Law-abiding seniors stung as cops keep getting it wrong

An elderly Brooklyn couple claims they're not criminals, but the NYPD sure makes it look that way.

Cops have raided the Marine Park home of Walter Martin and his wife, Rose, at least 50 times since 2002 looking for crooks, but each time – after a chorus of door pounding and calls of "Open up!" – they've found they got the wrong address, according to a report.

Police arrive from all over – from Staten Island precincts to the Bronx – and bang on the door of the Martins' two-story home searching for a different suspect -- from alleged murderers to robbers to rogue cops -- nearly every time, reports the Daily News

"I'm really worried," Rose Martin, 82, told the paper. "How could so many people get my address and how could cops be coming from so many different precincts?"

Even police don't understand why the couple's home continues to be a target.

"We're looking to see if suspects were using the address as part of an identity theft scam, or if there's a glitch in our computer system," NYPD chief spokesman Paul Browne told NBC New York. "The police shouldn't be repeatedly going to their door."

Browne says the NYPD "thought the situation was addressed two years ago" after Walter and Rose Martin wrote a letter to Police Commissioner Ray Kelly complaining about the problem.

Now Browne says "a note was placed in the computer yesterday" that should fix it.

The most recent misdirected search came Tuesday morning, when cops' banging awakened Walter Martin.

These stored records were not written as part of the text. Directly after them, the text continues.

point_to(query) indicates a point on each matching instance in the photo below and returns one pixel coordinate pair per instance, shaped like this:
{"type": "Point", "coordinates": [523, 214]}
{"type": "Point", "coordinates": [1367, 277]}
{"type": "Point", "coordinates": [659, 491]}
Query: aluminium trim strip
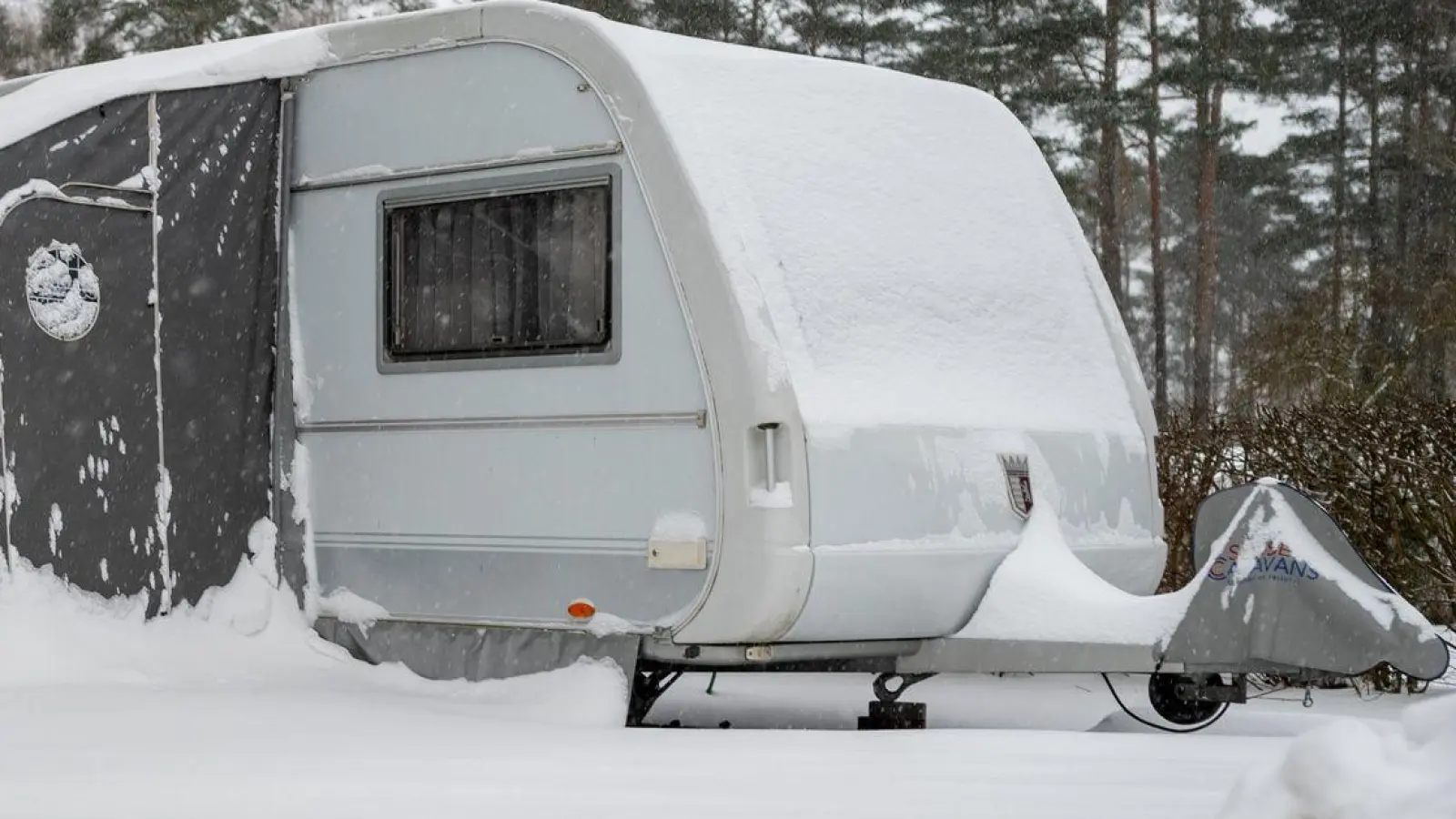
{"type": "Point", "coordinates": [533, 157]}
{"type": "Point", "coordinates": [622, 420]}
{"type": "Point", "coordinates": [638, 551]}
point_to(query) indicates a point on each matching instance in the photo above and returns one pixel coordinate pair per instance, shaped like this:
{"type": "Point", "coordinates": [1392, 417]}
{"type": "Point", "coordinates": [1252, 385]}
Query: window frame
{"type": "Point", "coordinates": [491, 187]}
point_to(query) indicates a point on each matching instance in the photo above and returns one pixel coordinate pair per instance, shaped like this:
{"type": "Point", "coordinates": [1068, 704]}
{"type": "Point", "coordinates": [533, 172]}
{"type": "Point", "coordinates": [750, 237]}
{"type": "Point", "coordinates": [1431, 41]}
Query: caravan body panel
{"type": "Point", "coordinates": [485, 491]}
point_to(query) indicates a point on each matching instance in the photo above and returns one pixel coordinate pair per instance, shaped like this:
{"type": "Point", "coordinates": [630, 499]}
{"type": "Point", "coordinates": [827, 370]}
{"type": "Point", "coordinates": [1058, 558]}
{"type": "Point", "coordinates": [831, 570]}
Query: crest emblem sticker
{"type": "Point", "coordinates": [1018, 482]}
{"type": "Point", "coordinates": [63, 292]}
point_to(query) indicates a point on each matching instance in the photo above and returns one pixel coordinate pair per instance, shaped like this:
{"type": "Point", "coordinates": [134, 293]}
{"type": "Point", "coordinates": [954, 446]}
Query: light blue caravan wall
{"type": "Point", "coordinates": [548, 480]}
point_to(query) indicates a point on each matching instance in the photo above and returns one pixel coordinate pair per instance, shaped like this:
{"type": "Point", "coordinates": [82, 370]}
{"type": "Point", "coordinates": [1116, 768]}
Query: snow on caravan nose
{"type": "Point", "coordinates": [909, 523]}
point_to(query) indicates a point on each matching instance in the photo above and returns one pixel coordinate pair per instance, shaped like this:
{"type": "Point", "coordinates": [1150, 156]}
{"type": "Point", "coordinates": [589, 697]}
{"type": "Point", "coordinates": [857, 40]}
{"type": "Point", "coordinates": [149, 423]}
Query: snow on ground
{"type": "Point", "coordinates": [235, 709]}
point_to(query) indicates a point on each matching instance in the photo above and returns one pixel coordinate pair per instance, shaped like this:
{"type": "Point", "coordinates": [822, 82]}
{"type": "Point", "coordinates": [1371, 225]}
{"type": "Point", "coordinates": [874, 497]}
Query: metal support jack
{"type": "Point", "coordinates": [887, 713]}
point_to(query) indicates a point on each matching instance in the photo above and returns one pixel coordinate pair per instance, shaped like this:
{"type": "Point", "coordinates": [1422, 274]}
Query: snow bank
{"type": "Point", "coordinates": [1359, 770]}
{"type": "Point", "coordinates": [244, 640]}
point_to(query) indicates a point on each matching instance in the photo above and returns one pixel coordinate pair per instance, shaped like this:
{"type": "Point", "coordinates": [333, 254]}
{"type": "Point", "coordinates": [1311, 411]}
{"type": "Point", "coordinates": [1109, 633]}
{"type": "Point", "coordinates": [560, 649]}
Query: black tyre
{"type": "Point", "coordinates": [1172, 704]}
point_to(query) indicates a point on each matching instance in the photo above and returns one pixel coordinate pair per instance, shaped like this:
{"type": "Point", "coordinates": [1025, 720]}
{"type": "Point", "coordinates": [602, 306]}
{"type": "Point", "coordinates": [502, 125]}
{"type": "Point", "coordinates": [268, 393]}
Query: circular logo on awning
{"type": "Point", "coordinates": [63, 292]}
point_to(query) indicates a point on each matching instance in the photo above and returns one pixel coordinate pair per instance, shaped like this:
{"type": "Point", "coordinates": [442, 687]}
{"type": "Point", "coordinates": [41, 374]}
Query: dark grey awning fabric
{"type": "Point", "coordinates": [140, 450]}
{"type": "Point", "coordinates": [1285, 591]}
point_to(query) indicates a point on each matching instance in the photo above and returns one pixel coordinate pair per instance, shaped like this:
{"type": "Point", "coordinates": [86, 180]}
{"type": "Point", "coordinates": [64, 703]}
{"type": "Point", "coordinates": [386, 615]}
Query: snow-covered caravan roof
{"type": "Point", "coordinates": [899, 244]}
{"type": "Point", "coordinates": [899, 248]}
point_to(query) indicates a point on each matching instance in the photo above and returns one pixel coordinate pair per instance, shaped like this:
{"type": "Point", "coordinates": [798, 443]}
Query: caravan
{"type": "Point", "coordinates": [552, 337]}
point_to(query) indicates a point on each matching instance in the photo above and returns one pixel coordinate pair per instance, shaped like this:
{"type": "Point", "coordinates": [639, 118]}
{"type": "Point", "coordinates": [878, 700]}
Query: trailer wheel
{"type": "Point", "coordinates": [1177, 697]}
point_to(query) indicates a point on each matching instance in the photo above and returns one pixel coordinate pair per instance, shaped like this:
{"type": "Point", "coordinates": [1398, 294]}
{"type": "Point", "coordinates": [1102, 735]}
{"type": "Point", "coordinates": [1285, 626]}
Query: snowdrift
{"type": "Point", "coordinates": [1359, 770]}
{"type": "Point", "coordinates": [247, 639]}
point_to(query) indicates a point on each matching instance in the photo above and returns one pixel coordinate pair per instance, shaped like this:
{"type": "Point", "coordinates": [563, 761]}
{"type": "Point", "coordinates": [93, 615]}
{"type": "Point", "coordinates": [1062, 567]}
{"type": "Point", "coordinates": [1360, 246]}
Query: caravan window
{"type": "Point", "coordinates": [509, 274]}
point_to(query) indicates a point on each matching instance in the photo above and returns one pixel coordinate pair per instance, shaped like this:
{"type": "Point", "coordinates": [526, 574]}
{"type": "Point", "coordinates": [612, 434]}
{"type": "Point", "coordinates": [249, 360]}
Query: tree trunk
{"type": "Point", "coordinates": [1370, 363]}
{"type": "Point", "coordinates": [1155, 227]}
{"type": "Point", "coordinates": [1208, 114]}
{"type": "Point", "coordinates": [1108, 228]}
{"type": "Point", "coordinates": [1337, 266]}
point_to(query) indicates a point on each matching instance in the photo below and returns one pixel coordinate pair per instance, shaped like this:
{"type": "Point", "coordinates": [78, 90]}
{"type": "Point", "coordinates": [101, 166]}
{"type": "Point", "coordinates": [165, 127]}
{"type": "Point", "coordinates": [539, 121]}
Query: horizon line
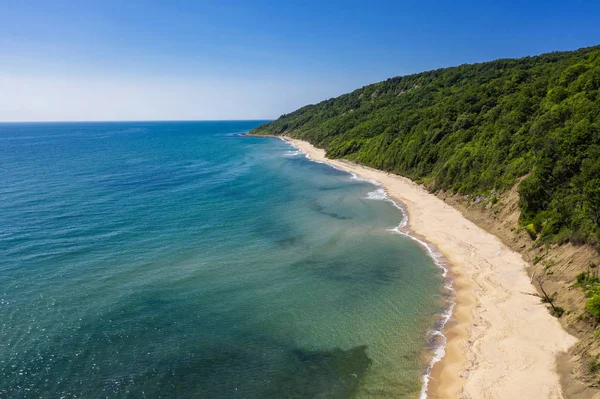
{"type": "Point", "coordinates": [147, 120]}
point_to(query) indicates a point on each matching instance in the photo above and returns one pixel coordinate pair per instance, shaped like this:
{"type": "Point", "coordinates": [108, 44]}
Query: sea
{"type": "Point", "coordinates": [187, 260]}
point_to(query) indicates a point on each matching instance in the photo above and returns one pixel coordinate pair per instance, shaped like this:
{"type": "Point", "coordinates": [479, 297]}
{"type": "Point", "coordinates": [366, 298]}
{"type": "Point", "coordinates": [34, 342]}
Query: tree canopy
{"type": "Point", "coordinates": [478, 128]}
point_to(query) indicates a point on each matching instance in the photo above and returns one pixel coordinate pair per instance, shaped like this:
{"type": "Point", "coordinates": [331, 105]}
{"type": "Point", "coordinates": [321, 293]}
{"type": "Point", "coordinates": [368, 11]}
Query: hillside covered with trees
{"type": "Point", "coordinates": [479, 129]}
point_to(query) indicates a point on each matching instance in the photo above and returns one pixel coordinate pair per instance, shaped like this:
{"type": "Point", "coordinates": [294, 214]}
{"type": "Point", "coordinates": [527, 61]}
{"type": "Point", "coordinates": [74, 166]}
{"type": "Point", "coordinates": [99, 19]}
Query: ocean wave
{"type": "Point", "coordinates": [437, 338]}
{"type": "Point", "coordinates": [379, 194]}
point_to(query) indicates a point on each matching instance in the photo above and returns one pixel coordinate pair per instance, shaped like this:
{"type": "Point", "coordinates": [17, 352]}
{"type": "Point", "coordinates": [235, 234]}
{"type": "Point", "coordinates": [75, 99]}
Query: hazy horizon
{"type": "Point", "coordinates": [205, 61]}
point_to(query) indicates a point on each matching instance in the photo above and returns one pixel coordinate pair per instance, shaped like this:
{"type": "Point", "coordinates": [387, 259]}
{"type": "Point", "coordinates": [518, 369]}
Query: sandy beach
{"type": "Point", "coordinates": [501, 340]}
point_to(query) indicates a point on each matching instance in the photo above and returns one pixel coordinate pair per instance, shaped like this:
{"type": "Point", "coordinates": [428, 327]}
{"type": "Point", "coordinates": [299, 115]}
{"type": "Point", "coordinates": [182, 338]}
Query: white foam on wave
{"type": "Point", "coordinates": [379, 195]}
{"type": "Point", "coordinates": [437, 334]}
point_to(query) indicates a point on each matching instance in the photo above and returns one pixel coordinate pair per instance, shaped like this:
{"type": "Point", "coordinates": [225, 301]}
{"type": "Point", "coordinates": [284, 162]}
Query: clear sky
{"type": "Point", "coordinates": [161, 60]}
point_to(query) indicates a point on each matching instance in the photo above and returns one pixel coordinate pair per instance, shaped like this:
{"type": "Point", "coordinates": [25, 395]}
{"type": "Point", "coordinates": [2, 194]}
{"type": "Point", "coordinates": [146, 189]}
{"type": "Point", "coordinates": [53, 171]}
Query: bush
{"type": "Point", "coordinates": [592, 305]}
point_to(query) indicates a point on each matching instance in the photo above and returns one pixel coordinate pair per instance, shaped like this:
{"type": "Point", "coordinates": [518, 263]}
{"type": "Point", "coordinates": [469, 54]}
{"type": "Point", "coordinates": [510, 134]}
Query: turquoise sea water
{"type": "Point", "coordinates": [180, 259]}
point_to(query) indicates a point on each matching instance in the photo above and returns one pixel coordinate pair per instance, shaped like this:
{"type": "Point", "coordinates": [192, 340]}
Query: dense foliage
{"type": "Point", "coordinates": [480, 128]}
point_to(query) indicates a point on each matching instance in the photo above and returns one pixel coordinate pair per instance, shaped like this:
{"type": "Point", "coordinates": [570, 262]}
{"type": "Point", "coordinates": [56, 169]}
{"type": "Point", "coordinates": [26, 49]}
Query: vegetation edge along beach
{"type": "Point", "coordinates": [514, 145]}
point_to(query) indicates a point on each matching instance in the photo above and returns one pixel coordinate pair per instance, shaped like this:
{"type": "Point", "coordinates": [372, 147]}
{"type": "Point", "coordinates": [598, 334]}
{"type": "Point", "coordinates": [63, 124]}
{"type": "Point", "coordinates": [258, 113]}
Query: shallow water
{"type": "Point", "coordinates": [180, 259]}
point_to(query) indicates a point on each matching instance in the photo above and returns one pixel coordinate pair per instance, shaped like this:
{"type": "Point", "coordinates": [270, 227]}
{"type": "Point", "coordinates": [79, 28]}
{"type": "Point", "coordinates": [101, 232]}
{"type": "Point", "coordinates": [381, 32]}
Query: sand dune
{"type": "Point", "coordinates": [502, 342]}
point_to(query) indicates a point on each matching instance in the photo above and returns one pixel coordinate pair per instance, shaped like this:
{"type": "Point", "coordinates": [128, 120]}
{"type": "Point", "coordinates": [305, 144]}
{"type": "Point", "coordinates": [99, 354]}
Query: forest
{"type": "Point", "coordinates": [480, 129]}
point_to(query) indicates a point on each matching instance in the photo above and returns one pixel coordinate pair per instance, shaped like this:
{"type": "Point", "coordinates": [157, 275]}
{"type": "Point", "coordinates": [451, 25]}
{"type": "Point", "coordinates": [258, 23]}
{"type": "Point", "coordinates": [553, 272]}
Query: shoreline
{"type": "Point", "coordinates": [498, 335]}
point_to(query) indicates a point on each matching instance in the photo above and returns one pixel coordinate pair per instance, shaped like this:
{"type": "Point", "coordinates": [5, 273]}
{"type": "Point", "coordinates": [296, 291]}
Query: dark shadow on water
{"type": "Point", "coordinates": [322, 210]}
{"type": "Point", "coordinates": [150, 347]}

Bleary from the sudden jolt from sleep, the 83-year-old World War II veteran felt his heart tense and got dizzy as he dressed.

"You're not the first," Walter Martin told the News he said to the shocked cops when he answered the door. "We've had police here 50 to 75 times looking for people … After they left, I felt funny."

Walter Martin says the officers are generally respectful once they learn of the mishap, but that the all too frequent impositions make his blood pressure soar.

Meanwhile, his wife fears for the health of both of them.

"I am fearful that if a no-knock warrant is issued with my address that my husband or I will end up having a heart attack," Rose Martin wrote in the letter to Kelly.

Police sources told the News that a criminal database search of the Martins' address turned out more than four dozen papers, including documented 911 calls, complaints and other police forms. A News computer search of the address found the names of 15 other people living at the residence, none of whom the Martins say they know.